How to pick high-quality projects 

To be sure, Arcade is far from the only player in the NFT-backed loan market. 

In October, a $1.42 million loan against the NFT Autoglyph #488 was approved on the lending protocol NFTfi in what has so far been the largest NFT-backed loan ever, according to The Defiant

Similarly, crypto lender Nexo partnered with hedge fund Three Arrows Capital to allow customers to borrow stablecoins and other digital currencies by using NFTs as collateral. Crypto exchange Kraken is also working on a marketplace where customers can take out loans backed by their NFTs.

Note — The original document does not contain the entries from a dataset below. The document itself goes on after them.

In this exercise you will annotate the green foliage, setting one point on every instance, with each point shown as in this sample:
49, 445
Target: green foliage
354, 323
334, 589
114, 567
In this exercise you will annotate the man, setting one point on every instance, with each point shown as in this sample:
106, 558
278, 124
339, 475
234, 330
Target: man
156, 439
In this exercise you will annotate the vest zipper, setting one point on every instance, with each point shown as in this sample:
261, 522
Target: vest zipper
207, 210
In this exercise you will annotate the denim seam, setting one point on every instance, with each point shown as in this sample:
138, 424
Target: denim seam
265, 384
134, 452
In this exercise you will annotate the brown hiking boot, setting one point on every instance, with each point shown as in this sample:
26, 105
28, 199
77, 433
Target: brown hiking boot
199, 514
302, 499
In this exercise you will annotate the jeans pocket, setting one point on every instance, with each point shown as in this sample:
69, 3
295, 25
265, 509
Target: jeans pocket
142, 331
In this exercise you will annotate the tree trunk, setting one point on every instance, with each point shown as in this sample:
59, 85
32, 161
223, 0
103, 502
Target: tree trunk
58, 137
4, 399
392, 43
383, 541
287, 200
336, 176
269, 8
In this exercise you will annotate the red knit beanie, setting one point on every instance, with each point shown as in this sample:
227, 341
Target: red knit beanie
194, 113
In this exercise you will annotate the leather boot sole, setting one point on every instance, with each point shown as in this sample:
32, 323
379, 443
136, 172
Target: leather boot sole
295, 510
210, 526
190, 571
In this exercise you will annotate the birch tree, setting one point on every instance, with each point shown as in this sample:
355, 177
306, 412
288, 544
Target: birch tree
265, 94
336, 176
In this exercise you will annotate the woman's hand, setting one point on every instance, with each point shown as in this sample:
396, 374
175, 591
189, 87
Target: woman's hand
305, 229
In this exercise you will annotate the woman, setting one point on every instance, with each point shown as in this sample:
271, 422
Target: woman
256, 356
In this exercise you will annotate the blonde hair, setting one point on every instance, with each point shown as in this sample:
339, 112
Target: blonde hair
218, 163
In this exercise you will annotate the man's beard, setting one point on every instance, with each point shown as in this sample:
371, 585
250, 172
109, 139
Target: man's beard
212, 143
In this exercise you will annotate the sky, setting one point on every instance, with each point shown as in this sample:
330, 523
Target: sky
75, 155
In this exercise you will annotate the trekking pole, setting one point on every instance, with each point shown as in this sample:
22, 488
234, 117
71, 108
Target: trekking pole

Yet as the financialization of NFT keeps up, scams and frauds could also follow as bad actors jump into the space. As a result, the ability to separate the wheat from the chafe could be more important than ever.

“Probably 95% to 98% of the NFTs are not valuable,” Frank said. “So it is hard to look at it as a speculative investment because most of it will go to zero.”

Instead of getting caught up in picking NFTs as investments, Frank follows a simple axiom that he also applies to buying physical art — “buy what you like.”

In addition, he tracks metrics such as the artist’s social media following, the collection’s supply-and-demand dynamics, and whether the project continuously provides value to its NFT holders. His favorite digital artists include Beeple, Pak, and FEWOCiOUS.